Cloud-storage site Dropbox has been blocked in China, only four months after access was restored to internet users in the the world's most populous country.
Both the Dropbox app and the web-based service have been affected by the block, which came into effect yesterday according to online censorship monitor GreatFire.
Dropbox was first banned in China in 2010 after a worldwide surge in popularity. In February of this year it was made available again without warning or explanation.
The latest ban appears to be more severe than the first, which previously allowed access to some Dropbox-related services.

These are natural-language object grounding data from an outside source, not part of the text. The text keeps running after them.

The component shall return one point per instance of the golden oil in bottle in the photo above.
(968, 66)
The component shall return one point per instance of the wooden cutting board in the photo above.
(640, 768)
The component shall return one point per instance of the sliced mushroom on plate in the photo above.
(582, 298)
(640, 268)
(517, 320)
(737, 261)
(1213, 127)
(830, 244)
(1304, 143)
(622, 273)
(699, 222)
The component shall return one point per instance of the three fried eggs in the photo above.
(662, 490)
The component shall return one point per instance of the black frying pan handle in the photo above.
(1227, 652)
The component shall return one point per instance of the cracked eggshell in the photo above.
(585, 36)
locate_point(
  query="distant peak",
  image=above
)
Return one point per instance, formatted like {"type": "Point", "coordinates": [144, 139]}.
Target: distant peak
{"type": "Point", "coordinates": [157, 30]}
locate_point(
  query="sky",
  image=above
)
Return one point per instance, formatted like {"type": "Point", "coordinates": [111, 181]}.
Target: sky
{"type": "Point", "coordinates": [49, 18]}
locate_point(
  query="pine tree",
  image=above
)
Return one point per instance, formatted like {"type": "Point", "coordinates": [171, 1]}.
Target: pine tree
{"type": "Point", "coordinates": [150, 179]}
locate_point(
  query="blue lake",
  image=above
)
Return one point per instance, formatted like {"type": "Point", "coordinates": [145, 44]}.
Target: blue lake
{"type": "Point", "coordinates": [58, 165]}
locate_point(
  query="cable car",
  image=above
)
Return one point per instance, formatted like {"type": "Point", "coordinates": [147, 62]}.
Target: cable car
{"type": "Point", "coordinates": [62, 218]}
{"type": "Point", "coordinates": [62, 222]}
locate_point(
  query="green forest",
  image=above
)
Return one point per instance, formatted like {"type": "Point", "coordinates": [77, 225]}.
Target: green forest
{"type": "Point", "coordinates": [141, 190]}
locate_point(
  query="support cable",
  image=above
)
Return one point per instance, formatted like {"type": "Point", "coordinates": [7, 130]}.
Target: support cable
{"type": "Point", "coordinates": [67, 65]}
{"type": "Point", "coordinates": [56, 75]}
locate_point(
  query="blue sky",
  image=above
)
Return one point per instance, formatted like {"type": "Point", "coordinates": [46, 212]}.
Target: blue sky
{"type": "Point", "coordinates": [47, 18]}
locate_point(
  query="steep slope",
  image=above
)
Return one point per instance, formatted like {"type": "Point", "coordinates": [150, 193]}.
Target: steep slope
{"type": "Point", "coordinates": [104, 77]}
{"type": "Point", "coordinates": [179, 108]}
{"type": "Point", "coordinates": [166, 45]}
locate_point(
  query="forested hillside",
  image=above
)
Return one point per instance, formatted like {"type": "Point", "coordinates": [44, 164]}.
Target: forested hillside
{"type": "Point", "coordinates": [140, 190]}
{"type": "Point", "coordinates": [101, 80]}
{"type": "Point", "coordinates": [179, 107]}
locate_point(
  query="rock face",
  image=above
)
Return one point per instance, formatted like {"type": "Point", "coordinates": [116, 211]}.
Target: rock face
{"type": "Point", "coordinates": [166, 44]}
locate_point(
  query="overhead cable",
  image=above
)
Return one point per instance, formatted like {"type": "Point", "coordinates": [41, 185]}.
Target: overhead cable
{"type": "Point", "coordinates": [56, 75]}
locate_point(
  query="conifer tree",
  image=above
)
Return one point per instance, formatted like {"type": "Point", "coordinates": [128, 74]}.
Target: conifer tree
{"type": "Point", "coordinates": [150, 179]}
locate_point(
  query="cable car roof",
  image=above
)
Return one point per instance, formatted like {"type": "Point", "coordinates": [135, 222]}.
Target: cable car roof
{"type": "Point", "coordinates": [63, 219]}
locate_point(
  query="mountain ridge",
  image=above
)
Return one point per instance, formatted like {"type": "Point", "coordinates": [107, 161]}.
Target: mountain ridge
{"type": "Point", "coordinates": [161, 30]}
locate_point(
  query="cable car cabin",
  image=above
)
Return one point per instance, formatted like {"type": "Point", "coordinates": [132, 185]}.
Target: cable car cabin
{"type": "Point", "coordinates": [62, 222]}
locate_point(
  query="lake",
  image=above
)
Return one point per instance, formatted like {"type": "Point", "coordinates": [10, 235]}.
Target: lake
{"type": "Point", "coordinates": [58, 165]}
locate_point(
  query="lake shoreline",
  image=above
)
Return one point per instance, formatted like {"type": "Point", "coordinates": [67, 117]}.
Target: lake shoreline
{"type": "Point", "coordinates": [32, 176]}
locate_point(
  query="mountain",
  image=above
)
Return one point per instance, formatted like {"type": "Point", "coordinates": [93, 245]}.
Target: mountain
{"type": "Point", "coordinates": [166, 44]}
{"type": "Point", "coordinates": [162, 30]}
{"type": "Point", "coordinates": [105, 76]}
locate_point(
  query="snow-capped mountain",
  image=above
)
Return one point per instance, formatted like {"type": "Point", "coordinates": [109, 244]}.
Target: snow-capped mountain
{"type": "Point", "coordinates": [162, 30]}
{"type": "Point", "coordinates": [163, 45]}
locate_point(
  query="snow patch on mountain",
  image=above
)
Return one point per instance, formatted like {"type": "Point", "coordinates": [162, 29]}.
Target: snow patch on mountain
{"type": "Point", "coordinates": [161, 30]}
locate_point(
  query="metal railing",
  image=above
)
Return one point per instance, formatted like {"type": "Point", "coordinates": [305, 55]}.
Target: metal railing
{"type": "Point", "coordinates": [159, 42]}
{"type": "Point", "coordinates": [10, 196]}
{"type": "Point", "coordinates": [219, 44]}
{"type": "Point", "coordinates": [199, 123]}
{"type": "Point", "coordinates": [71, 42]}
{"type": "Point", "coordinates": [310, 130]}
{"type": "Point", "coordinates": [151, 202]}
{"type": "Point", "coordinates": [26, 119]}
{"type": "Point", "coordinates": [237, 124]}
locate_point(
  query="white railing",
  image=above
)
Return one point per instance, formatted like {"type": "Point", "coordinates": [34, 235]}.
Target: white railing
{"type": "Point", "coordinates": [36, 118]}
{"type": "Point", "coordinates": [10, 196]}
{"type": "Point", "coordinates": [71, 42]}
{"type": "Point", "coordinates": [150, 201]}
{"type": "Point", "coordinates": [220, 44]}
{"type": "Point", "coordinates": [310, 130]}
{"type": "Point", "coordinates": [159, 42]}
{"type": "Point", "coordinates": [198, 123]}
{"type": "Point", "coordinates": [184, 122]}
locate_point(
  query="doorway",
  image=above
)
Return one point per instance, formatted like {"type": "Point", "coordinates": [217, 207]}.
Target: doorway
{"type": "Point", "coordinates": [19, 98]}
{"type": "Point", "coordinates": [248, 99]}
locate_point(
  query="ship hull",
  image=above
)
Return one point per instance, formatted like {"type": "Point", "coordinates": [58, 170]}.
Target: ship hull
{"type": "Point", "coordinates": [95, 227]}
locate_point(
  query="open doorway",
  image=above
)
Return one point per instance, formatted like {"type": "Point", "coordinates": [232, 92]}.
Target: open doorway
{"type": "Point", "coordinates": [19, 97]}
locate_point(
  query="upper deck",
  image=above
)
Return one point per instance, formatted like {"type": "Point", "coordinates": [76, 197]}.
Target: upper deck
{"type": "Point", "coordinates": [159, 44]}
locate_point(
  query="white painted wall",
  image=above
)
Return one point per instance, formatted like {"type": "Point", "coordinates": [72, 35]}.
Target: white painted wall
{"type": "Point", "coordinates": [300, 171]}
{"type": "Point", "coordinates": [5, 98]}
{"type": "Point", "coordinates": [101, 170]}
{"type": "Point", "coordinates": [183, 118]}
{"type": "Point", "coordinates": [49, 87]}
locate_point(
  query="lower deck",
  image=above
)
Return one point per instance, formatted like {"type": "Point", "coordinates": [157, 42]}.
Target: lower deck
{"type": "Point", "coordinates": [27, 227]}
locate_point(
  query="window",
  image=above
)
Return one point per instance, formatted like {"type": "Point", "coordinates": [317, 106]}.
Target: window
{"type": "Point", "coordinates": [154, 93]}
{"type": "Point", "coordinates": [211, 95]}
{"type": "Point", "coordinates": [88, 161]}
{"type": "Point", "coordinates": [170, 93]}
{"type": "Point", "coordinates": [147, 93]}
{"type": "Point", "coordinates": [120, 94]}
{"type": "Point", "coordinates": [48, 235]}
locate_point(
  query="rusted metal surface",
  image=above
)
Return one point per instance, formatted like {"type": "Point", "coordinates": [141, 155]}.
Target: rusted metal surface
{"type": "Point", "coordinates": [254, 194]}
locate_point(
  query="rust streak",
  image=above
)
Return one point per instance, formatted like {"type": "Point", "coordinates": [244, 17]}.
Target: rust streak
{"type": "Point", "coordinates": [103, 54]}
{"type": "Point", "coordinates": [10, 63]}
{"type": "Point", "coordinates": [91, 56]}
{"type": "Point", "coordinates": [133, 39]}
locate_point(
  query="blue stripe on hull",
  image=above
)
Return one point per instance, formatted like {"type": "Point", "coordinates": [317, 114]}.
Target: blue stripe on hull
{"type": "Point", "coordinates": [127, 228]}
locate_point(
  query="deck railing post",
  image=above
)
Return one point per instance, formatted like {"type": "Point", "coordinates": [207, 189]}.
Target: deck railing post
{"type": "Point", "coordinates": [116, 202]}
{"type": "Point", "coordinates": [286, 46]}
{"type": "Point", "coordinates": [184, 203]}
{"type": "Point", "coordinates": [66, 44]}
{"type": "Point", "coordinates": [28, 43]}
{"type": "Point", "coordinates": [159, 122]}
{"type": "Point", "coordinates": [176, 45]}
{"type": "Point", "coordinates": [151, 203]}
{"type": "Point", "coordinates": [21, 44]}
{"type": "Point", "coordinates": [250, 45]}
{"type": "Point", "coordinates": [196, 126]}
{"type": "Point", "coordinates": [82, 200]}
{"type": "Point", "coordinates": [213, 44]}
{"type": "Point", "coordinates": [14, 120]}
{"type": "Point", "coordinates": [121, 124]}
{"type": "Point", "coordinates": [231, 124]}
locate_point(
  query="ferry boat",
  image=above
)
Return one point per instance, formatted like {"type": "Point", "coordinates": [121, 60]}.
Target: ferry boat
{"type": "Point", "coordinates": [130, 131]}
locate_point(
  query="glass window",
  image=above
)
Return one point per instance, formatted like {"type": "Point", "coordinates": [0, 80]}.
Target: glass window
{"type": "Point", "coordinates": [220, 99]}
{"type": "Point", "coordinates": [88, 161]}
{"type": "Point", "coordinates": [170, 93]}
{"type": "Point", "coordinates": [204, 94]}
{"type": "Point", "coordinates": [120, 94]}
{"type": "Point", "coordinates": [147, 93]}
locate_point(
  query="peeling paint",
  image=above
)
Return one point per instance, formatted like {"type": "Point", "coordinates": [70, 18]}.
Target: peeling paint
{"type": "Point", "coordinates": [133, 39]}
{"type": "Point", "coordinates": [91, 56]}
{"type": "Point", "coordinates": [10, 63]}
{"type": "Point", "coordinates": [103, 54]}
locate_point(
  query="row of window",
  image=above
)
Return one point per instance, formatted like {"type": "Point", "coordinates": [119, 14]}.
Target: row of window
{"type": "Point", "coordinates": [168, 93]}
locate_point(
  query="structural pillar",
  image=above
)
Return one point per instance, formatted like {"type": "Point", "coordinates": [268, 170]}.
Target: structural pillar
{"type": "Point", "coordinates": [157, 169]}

Dropbox is yet to respond to a request for comment on the matter.
Other major websites to have been hit by China's strict internet censorship - often referred to as the Great Firewall of China - include Google, Facebook, Yahoo and Amazon, as well as major media outlets like Reuters, the Wall Street Journal and the Guardian.
Users vented their frustration on Twitter over the blockage, with some requesting suggestions for similar sites that are accessible in the country.
Google Drive, a file-storing service that performs a similar function to Dropbox, has been banned in China since it was launched in 2012.
Other China-based equivalents, such as Baidu's WangPan and Tencent's WeiYun, are still operational and offer vastly better storage options than their foreign equivalents.
Tencent, for example, offers users 10 terabytes of free storage - over 500 times more than the 2GB offered by Dropbox.